Brazil is poised to give its central bank independence from political control in a move spearheaded by the bank’s US-educated president Roberto Campos Neto to shore up its reputation with international investors.
Legislation to implement the change was pushed through Congress’s committee stages last week and is expected to face a full parliamentary vote in the coming weeks.
Brazilian president Jair Bolsonaro’s administration is pushing ahead with efforts to reform the economy through a sweeping programme of market liberalisation, debureaucratisation and deregulation — offering Mr Campos Neto a window to push for the change.
Brazil’s central bank at present sits under the economics ministry, with its head appointed by the nation’s president. Under the new proposal, the bank’s chief would be legally protected from being fired by the government over differences on monetary policy. The bank president, who would form part of a collegiate board of eight directors, would be entitled to a four-year term that could be renewed once.
Central bank independence has been discussed on and off in Brazil for three decades. Although already considered de facto independent, the bank lost the confidence of investors during the administration of former leftwing president Dilma Rousseff, who many believe pressured the bank to use monetary policy to pump the economy.
Experts say legal independence would improve Brazil’s broader investor rating and solidify the bank’s credibility under Mr Campos Neto, a former trader who became president of the institution last year.
“Central bank independence is a kind of insurance policy that no matter what happens with this [political] administration or with the world economy, the bank will be able to maintain its focus on monetary and financial stability,” said Carlos Braga, a professor at the Dom Cabral Foundation. “Our inflation target mechanism and the capacity to send signals to the market is very much influenced by the ability of the central bank to be perceived as an independent institution.”
After decades of fluctuating economic fortunes that often provoked government interventions, Brazil is enjoying a rare period of tranquility; inflation is muted at about 4 per cent and growth is forecast to run at more than 2 per cent this year. That offers a useful opportunity to make the change, some observers say.

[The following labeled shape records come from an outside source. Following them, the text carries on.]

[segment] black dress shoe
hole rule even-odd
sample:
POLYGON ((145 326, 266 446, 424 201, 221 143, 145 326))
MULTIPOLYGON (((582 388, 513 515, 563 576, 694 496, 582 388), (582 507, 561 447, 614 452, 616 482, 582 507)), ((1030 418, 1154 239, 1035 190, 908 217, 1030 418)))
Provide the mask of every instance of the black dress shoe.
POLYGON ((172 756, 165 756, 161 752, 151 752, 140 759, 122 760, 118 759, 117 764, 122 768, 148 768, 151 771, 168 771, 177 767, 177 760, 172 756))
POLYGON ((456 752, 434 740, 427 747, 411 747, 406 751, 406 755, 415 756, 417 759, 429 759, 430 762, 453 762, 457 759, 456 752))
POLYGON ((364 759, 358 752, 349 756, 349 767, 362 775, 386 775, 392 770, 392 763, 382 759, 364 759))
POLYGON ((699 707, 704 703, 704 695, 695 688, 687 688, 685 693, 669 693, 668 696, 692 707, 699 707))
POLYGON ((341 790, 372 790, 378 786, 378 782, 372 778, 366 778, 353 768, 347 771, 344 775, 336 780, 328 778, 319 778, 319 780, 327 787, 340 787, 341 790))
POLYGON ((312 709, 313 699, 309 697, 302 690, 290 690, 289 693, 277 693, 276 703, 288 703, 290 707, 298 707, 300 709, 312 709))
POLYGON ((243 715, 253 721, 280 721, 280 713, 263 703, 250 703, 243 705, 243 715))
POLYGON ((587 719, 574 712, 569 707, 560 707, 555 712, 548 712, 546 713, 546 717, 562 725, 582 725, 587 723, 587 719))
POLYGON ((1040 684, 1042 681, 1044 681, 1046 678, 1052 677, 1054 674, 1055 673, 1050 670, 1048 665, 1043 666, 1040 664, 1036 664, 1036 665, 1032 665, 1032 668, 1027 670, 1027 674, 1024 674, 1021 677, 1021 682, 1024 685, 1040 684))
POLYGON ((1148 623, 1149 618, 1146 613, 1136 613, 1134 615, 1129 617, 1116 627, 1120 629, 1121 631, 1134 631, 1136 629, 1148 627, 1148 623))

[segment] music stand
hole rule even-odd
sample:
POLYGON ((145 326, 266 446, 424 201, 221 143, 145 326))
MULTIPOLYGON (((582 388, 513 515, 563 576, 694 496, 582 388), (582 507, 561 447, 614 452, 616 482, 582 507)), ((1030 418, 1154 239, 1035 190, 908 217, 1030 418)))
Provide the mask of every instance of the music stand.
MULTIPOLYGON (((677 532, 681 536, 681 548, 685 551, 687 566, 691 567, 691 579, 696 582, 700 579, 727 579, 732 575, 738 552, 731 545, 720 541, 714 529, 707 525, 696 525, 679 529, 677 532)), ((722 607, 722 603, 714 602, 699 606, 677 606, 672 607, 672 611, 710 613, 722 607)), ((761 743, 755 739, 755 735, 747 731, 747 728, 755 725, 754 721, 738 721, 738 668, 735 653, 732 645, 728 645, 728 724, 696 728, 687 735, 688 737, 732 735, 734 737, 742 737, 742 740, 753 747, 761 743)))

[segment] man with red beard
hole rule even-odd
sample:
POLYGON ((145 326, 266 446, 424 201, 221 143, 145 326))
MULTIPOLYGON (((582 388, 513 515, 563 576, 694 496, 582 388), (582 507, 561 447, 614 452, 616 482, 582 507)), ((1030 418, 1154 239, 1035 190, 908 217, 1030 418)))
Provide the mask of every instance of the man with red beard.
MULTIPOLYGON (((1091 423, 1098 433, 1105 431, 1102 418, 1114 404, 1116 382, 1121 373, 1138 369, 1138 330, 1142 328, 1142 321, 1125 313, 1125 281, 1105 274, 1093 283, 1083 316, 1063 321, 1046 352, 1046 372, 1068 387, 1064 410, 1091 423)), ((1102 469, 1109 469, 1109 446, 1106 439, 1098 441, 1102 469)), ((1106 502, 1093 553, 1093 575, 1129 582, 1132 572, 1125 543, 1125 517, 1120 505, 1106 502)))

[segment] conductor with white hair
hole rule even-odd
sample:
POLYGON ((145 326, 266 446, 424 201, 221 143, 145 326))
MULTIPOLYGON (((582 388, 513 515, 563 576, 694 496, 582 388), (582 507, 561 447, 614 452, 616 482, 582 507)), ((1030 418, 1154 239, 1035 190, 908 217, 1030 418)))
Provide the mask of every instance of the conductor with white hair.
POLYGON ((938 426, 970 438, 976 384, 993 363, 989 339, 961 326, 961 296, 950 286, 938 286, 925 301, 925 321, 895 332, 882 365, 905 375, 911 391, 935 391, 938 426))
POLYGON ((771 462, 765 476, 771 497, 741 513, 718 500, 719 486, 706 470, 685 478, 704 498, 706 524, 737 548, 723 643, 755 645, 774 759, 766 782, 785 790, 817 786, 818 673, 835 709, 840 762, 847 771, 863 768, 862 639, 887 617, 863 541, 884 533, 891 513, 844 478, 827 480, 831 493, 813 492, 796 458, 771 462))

“This is the ideal time for independence of the central bank. We are living a historic experience of economic recovery with low inflation [and] expectations well anchored,” said Carlos Langoni, a former central bank president and director of the World Economy Centre at the Getúlio Vargas Foundation. “[And] there should not be any political reason for not giving them full independence. I am convinced Congress will approve this reform.”
Such a structural reform would aid Brazil’s push to join to OECD, Mr Langoni added; the club of rich countries mostly have independent central banks. Mexico and Chile — the only Latin American members of the OECD — have both granted autonomy to their central banks.
Politically, the bill is well-positioned. Rodrigo Maia, the powerful speaker of Brazil’s lower house of Congress, has backed the legislation and said he expected a vote immediately after the nation’s Carnival holidays this week.
For his part, Mr Campos Neto has already begun lobbying lawmakers. In a meeting earlier this month, he urged Congress to have the “courage” to pursue this “necessary” reform.
Some leftwing legislators argue, however, that the bank should expand its mandate to focus on spurring growth. At present the bank’s prime objective is the control of inflation and financial stability.
“What is being done makes sense from the liberal point of view of [economy minister] Paulo Guedes. But the objective of tackling inflation alone is out of fashion. That trend has passed,” said Ernani Torres, a professor of economics at the Federal University of Rio de Janeiro.
“The objective of the central bank should be broader and should be negotiated in a flexible way so that the bank can respond to all purposes.”
Such concerns were highlighted earlier this month when an initial vote on the bill was postponed because lawmakers tried to add new responsibilities, including economic growth and full employment, to the bank’s mandate. The attempt eventually failed.
“There is a fear that with full independence, the central bank will not take care of growth and will only target inflation,” said Mr Langoni.
“That is nonsense. In the mid and long term, if you have stabilised inflation it will help sustain a higher growth potential.”